É impossível falar de previdência sem pensar em trabalho.
O mundo passa hoje pela chamada revolução da longevidade. Nunca se viveu por tantos anos em toda a história da humanidade: uma criança nascida no ocidente hoje tem mais de 50% de chance de viver até os 105 anos. Essa probabilidade era de apenas 1% para quem nasceu no século passado.
Com o envelhecimento populacional e os desafios do sistema público de previdência e assistência social, planejar a velhice e poupar a longo prazo nunca foi tão importante. Mas há outro fator decisivo nessa equação: se vamos viver mais, isso significa que trabalharemos por mais tempo.

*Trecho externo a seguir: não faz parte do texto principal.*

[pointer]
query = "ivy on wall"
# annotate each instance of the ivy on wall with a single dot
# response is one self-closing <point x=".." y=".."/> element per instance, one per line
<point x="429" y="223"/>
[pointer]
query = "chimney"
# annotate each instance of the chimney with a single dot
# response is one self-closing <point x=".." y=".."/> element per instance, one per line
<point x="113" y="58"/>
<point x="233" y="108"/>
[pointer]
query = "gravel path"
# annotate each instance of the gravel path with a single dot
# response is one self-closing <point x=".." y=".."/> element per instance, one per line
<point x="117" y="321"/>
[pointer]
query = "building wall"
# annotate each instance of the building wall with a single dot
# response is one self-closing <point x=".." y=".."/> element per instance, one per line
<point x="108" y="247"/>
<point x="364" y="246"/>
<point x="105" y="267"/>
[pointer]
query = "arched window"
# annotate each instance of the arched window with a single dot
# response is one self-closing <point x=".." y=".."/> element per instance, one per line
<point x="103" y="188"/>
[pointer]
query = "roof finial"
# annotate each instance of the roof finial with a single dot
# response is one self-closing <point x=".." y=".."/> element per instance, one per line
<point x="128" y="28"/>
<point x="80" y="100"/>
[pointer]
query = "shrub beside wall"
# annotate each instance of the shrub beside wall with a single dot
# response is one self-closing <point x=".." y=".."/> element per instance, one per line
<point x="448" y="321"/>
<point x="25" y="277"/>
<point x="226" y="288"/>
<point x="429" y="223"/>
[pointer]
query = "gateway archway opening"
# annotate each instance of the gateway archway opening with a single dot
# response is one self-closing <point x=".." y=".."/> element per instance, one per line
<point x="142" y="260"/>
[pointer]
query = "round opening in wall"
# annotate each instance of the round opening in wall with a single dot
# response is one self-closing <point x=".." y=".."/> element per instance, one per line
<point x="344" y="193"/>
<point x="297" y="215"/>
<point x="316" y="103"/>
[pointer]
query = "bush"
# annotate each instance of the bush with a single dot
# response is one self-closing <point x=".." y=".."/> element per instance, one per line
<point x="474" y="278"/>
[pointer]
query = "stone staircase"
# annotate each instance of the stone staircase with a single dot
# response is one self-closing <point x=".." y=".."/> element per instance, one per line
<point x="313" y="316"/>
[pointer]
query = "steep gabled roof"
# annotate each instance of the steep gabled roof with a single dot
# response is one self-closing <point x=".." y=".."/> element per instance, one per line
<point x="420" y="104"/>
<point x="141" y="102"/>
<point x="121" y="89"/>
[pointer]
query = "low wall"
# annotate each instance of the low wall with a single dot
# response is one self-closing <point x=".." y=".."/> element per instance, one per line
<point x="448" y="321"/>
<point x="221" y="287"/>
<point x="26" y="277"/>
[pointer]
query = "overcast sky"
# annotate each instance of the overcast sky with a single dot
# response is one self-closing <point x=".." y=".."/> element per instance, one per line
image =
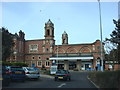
<point x="79" y="19"/>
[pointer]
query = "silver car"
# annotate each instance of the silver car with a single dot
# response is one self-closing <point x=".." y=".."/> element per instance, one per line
<point x="31" y="73"/>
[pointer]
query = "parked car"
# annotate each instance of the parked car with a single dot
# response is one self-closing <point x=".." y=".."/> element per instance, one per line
<point x="62" y="75"/>
<point x="16" y="73"/>
<point x="31" y="73"/>
<point x="5" y="76"/>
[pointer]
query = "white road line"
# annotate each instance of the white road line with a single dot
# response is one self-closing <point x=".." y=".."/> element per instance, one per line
<point x="61" y="85"/>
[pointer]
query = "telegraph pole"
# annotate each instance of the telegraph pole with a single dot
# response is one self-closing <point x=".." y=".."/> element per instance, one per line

Essa nova configuração social tem transformado as relações entre as pessoas e o trabalho. A psicóloga Ana Thereza Almeida, que atua há mais de 30 anos na área de recursos humanos ajudando jovens, universitários e profissionais a planejar suas carreiras, tem sentido de perto a mudança. Em sua rotina, tornou-se comum atender pessoas em busca de novos caminhos e possibilidades de atuação em diferentes mercados.
Segundo a psicóloga, se no passado os indivíduos não buscavam prazer no trabalho, hoje as gerações mais novas tendem a procurar um sentido pessoal na profissão. Além das questões objetivas de sustento e manutenção de um determinado padrão de vida, espera-se também encontrar uma fonte de realização.
“Com a revolução da longevidade, precisamos nos reinventar algumas vezes. A carreira é uma trilha; não existe ponto final. Você vai planejando sua trajetória ao longo do caminho, mudando e ajustando o rumo quando for desejado ou necessário. Para isso, é fundamental investir no autoconhecimento, entender bem as próprias capacidades e diferenciais. A clareza sobre si mesmo permite que você compreenda como é capaz de contribuir com o outro e com a sociedade”, pontua Ana Thereza.
Para que os anos a mais se transformem numa travessia interessante e prazerosa, é preciso traçar o curso de vida cada vez mais cedo. Um mercado de trabalho flexível e desafiador vai demandar pessoas capazes de se adaptar a mudanças. “Com visão de futuro e planejamento, uma vida longa é um presente, não um martírio. É uma vida cheia de possibilidades, e o maior presente é o presente do tempo. Como você escolhe usar e estruturar esse tempo é a questão central em viver mais”, pontuam a psicóloga Lynda Gratton e o economista Andrew Scott, professores da London Business School, no livro 100-year life: living and working in an age of longevity (em tradução livre, “Uma vida de 100 anos: viver e trabalhar na era da longevidade”).
Ter duas ou três profissões ao longo da vida será cada vez mais comum. Especialistas defendem a ideia de uma carreira com múltiplos estágios com intervalos e transições. Em determinado período, a prioridade pode ser aumentar a renda para financiar um imóvel; em outro, o interesse pode ser investir num mestrado, doutorado ou quem sabe trabalhar de casa para ter mais disponibilidade de tempo e acompanhar a criação dos filhos pequenos.
Pesquisadores estudam o impacto da longevidade nas relações sociais de trabalho e na importância da criação de políticas públicas. “Tradicionalmente, viver por mais tempo é visto como ser velho por mais tempo. Evidências apontam que esse entendimento será revertido, as pessoas serão mais jovens por mais tempo”, projetam Gratton e Scott.
Para Ana Thereza, pensar na aposentadoria às vésperas é um grande erro. “É cada vez mais importante planejar a segunda ou terceira carreira, pensar em qual atividade você gostaria ou poderia exercer para sustentar o padrão de vida que gostaria de ter. Neste sentido, praticar o autocuidado nunca foi tão essencial. Já que a tendência é vivermos uma vida mais longa, é preciso cuidar da saúde física e mental. Vamos precisar desses recursos em dia por muito tempo”, comenta.